ASDWT stresses need to form laws for differently-abled


HAFIZABAD: Autism Spectrum Disorder Welfare Trust (ASDWT) Chairperson Rukhsana Shah on Tuesday stressed on improving laws for the differently-abled and said that these laws should be based on equality of opportunities, accessibility and gender equality to ensure the special persons’ inclusion in all institutions and communities.

Speaking at a seminar held to raise awareness among the local community, including teachers, lady health workers, parents, and doctors about the Autism Spectrum Disorder (ASD), she said that autism was three times more common than Down Syndrome. “It’s more common in boys than girls with a ratio of 4:1. Symptoms of autism become visible in children at an early age, but parents go into a state of denial or lack the awareness to deal with this disorder.”

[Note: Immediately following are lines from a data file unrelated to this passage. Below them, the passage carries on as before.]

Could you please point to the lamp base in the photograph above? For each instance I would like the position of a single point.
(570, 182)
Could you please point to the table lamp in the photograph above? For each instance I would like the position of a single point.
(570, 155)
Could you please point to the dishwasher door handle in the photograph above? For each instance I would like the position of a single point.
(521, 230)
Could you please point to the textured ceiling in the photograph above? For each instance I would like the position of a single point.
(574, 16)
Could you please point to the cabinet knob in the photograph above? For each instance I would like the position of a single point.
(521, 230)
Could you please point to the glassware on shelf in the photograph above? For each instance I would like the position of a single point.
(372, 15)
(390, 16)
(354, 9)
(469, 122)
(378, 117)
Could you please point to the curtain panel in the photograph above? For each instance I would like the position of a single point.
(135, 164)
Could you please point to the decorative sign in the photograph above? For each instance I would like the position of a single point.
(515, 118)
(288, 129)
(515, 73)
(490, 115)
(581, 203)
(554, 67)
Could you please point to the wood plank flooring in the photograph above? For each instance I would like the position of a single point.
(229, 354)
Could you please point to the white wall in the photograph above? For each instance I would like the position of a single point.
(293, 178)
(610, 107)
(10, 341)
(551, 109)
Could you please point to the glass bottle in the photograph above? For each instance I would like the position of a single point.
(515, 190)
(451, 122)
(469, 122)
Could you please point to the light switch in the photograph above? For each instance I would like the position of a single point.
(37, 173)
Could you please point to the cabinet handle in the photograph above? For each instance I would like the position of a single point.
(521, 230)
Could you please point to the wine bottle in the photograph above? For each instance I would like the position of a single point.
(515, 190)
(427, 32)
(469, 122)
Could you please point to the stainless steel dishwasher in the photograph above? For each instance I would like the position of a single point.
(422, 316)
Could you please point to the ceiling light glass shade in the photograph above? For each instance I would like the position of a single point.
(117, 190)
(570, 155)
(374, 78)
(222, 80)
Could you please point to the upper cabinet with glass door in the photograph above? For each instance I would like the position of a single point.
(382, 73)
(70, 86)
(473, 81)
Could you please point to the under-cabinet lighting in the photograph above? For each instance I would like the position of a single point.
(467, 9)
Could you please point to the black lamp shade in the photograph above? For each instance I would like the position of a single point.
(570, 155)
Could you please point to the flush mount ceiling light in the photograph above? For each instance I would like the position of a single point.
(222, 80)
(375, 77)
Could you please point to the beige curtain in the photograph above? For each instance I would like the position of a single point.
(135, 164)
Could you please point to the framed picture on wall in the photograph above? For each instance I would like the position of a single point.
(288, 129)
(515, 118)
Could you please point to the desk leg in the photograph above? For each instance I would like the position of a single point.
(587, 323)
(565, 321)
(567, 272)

The seminar was organised by ASDWT, in collaboration with Crescent Bahuman, and more than 170 participants were briefed about the symptoms of autism in children which included: difficulty in mixing with other children, resisting changes in routine, inappropriate laughing and giggling, little or no eye contact, sustained odd play, apparent insensitivity to pain, echolalia (repeating words or phrases in place of normal language), inappropriate attachment to objects and difficulty in expressing needs.

The participants were also given a short overview of the therapies used to treat the disorder.

ASDWT senior clinical psychologist Farah Amanat said that no medicines could cure autism, adding that it could only be treated through training, love and care. She said the ASDWT was providing free training and support to the children suffering from autism and their parents.

Clinical psychologist Sidra Ashiq, at the occasion, briefed the participants about Attention Deficit Hyperactivity Disorder (ADHD) and said that it was a chronic problem that was manageable by training and intervention therapies but did not have a permanent cure.